4) Tire uma carta da manga por vez

Sempre que o vendedor te der um novo preço ou uma nova condição de pagamento, melhore a sua oferta. Só assim você chegará no melhor que ele pode oferecer.

Se, por exemplo, o preço inicial for R$ 1.000 e você puder pagar à vista, comece perguntando se dá para baixar o preço, em quantas vezes parcelam. O vendedor baixa o preço um pouquinho e parcela. Pergunte se ele te dá um desconto caso você dê R$ 200 de entrada e divida o resto. Se ele baixar, ofereça R$ 300 de entrada e assim por diante. No fim, pergunte como ficaria à vista. Com certeza, o preço será bem menor que o inicial.

Na minha experiência desse fim de semana, passamos horas negociando até que, depois de muita insistência, com a loja fechando e os vendedores loucos para irem embora, conseguimos um desconto de 35%!

5) Cuidado com as armadilhas

Os fornecedores sempre vão dizer que você precisa fechar o negócio no mesmo dia ou não poderão te dar as condições de pagamento que você quer. “A promoção é só por hoje“, “Amanhã vira o mês e já não consigo esse desconto” e  “Esse preço é só para este evento” são algumas das artimanhas que ouvi.
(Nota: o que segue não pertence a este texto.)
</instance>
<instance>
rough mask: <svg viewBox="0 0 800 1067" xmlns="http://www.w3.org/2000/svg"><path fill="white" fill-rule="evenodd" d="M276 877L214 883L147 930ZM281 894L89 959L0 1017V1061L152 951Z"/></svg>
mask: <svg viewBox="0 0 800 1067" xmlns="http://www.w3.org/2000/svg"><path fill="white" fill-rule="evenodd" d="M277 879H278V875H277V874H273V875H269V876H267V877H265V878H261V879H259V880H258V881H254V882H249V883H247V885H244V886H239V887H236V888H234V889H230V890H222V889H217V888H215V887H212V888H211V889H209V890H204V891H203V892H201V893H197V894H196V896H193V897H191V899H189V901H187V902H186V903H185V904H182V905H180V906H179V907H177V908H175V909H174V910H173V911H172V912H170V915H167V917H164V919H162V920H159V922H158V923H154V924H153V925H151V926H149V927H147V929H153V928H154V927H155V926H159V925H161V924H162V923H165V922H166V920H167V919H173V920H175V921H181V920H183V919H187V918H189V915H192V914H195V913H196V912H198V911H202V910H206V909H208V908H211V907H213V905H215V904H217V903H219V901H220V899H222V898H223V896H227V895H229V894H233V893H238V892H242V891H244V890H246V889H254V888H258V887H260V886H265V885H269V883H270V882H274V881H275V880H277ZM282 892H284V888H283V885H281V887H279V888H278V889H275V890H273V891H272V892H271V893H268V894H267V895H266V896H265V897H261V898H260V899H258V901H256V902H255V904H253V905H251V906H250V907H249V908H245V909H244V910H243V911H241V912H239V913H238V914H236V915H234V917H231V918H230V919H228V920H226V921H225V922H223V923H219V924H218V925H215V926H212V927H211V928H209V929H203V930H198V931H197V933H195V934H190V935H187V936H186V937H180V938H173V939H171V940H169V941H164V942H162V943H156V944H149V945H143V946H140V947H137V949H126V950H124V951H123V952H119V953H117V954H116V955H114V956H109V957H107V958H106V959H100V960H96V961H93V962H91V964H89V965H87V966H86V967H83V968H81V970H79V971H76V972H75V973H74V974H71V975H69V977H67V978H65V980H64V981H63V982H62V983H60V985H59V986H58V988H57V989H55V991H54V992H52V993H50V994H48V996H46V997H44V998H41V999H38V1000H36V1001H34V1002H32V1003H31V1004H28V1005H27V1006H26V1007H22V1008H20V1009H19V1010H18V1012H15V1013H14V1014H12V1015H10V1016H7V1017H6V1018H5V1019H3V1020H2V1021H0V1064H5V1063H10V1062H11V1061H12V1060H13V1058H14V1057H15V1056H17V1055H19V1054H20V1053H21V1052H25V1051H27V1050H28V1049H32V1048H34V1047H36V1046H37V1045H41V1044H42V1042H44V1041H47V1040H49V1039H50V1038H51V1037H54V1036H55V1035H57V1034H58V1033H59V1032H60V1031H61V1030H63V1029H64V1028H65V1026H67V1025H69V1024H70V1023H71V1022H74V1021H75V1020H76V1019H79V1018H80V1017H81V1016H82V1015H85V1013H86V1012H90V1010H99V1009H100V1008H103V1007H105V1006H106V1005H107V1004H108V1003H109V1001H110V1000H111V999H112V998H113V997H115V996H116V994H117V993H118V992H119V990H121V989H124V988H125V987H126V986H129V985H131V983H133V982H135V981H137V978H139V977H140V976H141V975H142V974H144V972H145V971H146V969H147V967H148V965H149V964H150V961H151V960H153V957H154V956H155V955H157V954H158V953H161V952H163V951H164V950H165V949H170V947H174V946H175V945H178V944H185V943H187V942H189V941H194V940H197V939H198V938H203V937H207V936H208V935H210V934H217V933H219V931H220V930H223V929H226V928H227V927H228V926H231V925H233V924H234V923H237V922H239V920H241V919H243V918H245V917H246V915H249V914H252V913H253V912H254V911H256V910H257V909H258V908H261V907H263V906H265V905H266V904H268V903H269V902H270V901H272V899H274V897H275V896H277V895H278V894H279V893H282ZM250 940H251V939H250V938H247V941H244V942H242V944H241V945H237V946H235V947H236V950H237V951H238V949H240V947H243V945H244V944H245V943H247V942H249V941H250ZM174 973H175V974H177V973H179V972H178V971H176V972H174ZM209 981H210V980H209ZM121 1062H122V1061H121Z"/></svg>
Com exceção de feiras de noiva, que realmente têm descontos especiais só por alguns dias, o resto é bobagem. Se você não se sente seguro para fechar o negócio, não feche. Caso volte para casa, pense e resolva contratar a tal empresa, duvido que dificultem. Eles precisam de você assim como você precisa deles.

6) Respeite seu bolso

Não importa qual foi o tamanho do desconto, se o preço ficou acima do que você pode pagar, não contrate. Pegar empréstimos e assumir dívidas maiores do que seu poder aquisitivo são armadilhas dolorosas para os noivos.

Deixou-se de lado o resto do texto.